Toujours dans la même veine, on en vient au secret d’Andrea (que je ne dévoilerai pas !). Je suis assez mitigée concernant sa famille : d’un côté elle est unique, intéressante mais chargée d’un lourd fardeau, et de l’autre elle m’a immédiatement rappelé les Cullen, ces vampires « végétariens » sortis de la saga Twilight. J’avoue avoir eu ma période, mais aujourd’hui ce livre ne me plaît plus, d’où cette déception modérée en les « retrouvant ».

Enfin, l’histoire en elle-même est très originale et c’est bien la première fois qu’elle se retrouve sur les rayons jeunesses. Le cadre du récit est lui aussi magnifique avec ce pensionnat au cœur des montagnes, les évènements sont bien amenés malgré certaines parties assez rapides, on retrouve diverses péripéties, les personnages sont variés et tout en nuances, et l’histoire d’amour juste assez impossible saura toucher les cœurs. En fait, ce livre a beaucoup de choses pour lui. Je m’en rend compte en relisant cette chronique : dans ce cas, d’où vient cette déception au sortir de ma lecture ? J’ai terminé ce bouquin en diagonale, déjà parce que nous n’avons le fin mot de l’histoire que dans les dernières pages et que je le connaissais en ouvrant le livre, mais aussi parce que je n’ai pas été si émue par la relation amoureuse entre Andrea et Faustine.

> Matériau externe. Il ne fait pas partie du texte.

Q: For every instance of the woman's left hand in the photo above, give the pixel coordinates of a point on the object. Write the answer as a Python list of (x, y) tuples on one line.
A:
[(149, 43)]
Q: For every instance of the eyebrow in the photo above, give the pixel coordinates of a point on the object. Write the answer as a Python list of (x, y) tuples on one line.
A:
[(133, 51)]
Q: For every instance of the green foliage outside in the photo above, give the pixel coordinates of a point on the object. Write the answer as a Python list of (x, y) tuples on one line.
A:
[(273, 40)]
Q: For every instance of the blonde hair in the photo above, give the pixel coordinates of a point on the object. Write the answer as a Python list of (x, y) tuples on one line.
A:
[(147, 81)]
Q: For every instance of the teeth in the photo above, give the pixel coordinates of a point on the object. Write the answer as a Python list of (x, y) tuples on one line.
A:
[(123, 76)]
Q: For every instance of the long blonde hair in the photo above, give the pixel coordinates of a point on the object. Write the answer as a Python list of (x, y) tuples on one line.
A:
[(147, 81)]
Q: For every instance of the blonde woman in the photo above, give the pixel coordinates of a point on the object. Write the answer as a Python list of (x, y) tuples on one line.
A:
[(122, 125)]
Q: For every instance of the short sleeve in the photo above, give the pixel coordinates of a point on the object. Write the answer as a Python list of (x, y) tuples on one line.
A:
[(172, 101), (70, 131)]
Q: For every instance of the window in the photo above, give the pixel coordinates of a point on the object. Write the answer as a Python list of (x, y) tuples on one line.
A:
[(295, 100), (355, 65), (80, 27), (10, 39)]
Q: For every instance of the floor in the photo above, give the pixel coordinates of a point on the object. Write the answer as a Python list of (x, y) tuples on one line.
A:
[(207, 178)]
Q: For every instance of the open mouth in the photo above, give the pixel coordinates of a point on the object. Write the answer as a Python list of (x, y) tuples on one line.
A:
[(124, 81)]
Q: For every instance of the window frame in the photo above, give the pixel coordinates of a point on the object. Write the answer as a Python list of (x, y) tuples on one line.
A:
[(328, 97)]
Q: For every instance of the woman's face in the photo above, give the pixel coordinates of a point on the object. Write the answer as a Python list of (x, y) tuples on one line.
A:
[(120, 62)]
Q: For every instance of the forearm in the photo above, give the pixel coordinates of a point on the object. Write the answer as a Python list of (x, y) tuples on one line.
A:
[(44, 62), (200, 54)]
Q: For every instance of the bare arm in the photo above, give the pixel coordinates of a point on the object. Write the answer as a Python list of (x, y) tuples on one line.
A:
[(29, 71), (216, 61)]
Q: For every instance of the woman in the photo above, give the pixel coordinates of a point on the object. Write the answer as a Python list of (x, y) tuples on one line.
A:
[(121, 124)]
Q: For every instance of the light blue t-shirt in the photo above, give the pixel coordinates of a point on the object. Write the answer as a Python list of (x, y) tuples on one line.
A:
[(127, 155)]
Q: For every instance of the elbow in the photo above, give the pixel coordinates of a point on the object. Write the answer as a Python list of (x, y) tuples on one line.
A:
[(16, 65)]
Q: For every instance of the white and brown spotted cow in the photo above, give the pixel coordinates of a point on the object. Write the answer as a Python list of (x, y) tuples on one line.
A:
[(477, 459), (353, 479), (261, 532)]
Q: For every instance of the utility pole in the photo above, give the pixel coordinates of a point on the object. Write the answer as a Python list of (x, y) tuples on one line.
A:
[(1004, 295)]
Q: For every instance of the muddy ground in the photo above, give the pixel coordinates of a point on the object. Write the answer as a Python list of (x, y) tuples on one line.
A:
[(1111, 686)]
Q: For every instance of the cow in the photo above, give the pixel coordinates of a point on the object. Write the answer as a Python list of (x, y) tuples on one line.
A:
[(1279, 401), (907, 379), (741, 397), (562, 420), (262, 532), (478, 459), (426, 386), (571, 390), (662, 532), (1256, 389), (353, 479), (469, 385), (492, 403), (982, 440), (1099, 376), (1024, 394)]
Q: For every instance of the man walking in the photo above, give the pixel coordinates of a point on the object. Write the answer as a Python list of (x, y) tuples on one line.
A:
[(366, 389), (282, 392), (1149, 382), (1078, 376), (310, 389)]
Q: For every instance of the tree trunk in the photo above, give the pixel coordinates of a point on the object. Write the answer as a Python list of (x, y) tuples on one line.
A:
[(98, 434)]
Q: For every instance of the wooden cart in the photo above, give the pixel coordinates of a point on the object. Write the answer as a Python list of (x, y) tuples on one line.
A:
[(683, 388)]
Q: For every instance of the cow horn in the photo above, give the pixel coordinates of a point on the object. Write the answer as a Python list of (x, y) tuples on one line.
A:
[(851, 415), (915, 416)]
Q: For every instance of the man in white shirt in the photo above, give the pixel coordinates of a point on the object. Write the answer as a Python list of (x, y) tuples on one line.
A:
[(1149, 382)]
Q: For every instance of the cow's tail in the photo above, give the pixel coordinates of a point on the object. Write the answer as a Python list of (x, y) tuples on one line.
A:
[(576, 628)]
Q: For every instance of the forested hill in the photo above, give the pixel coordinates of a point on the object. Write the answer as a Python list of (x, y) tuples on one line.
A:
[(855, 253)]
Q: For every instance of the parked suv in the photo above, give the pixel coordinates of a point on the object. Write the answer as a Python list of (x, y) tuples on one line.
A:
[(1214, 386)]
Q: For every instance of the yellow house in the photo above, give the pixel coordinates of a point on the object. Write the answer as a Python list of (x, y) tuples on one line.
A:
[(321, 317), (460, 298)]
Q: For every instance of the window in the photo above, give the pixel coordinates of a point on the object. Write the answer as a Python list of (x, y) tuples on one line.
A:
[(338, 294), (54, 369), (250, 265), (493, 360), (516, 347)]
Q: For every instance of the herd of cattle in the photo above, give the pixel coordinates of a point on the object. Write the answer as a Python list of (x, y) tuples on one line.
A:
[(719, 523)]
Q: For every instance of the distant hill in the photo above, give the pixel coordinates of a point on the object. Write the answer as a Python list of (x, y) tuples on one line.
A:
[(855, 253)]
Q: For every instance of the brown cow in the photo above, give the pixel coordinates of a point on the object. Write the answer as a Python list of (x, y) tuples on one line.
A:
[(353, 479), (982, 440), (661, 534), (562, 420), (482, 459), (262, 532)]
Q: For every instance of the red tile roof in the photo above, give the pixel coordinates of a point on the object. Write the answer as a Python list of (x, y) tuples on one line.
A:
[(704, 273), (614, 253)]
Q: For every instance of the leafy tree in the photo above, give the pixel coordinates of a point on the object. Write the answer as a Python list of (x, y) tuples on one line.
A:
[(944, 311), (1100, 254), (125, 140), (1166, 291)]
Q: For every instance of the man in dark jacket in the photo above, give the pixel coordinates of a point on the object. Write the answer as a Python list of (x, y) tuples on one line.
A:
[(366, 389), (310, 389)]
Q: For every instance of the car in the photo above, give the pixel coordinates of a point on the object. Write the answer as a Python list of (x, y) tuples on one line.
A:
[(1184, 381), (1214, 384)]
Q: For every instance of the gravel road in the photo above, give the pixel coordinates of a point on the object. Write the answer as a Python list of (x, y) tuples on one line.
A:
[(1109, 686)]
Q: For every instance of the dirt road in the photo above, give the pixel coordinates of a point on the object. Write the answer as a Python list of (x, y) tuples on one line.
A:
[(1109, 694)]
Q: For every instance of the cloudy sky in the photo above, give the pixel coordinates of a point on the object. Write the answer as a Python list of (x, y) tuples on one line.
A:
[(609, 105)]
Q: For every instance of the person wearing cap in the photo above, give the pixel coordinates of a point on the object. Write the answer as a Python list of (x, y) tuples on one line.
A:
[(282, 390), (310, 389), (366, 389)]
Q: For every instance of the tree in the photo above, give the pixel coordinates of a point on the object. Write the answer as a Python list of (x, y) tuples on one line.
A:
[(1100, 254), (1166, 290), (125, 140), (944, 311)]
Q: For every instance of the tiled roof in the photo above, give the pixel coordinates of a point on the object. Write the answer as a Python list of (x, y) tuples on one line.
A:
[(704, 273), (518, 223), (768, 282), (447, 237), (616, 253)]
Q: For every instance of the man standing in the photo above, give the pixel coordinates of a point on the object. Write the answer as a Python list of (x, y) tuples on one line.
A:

Pour conclure, je dirais que Salmacis a de très bonnes idées, pleines de potentiel, mais qu’elles n’ont pas assez été exploitées, et la romance est tendre mais prévisible. J’espère que les tomes suivants creuseront un peu plus et sauront me toucher !

J’espère n’avoir pas sapé votre désir immodéré de lire ce livre. Le dernier-né de la collection Black Moon a suscité des chroniques dithyrambiques et a conquis les cœurs de centaines de lecteurs, sans parler des éditeurs eux-même ! Ecrire un roman relève de la confiance entre l’auteur et le lecteur, et même s’il ne m’a pas plu au-delà de mes attentes, c'est du beau boulot et il ne me viendrait pas à l’esprit de critiquer le travail de l’auteur ! Félicitations à Emmanuelle de Jesus qui mérite vraiment sa place au sein de la collection Black Moon. 

                                                                                   



L’Élue est le premier tome de la saga Salmacis, écrite par Emmanuelle de Jesus, lauréate du tremplin Black Moon 2014, et parue dans la collection Black Moon aux éditions Hachette Jeunesse le 30 Avril 2014. Il fait 396 pages, coûte 16 € et peut être lu à partir de 13 ans selon Hachette.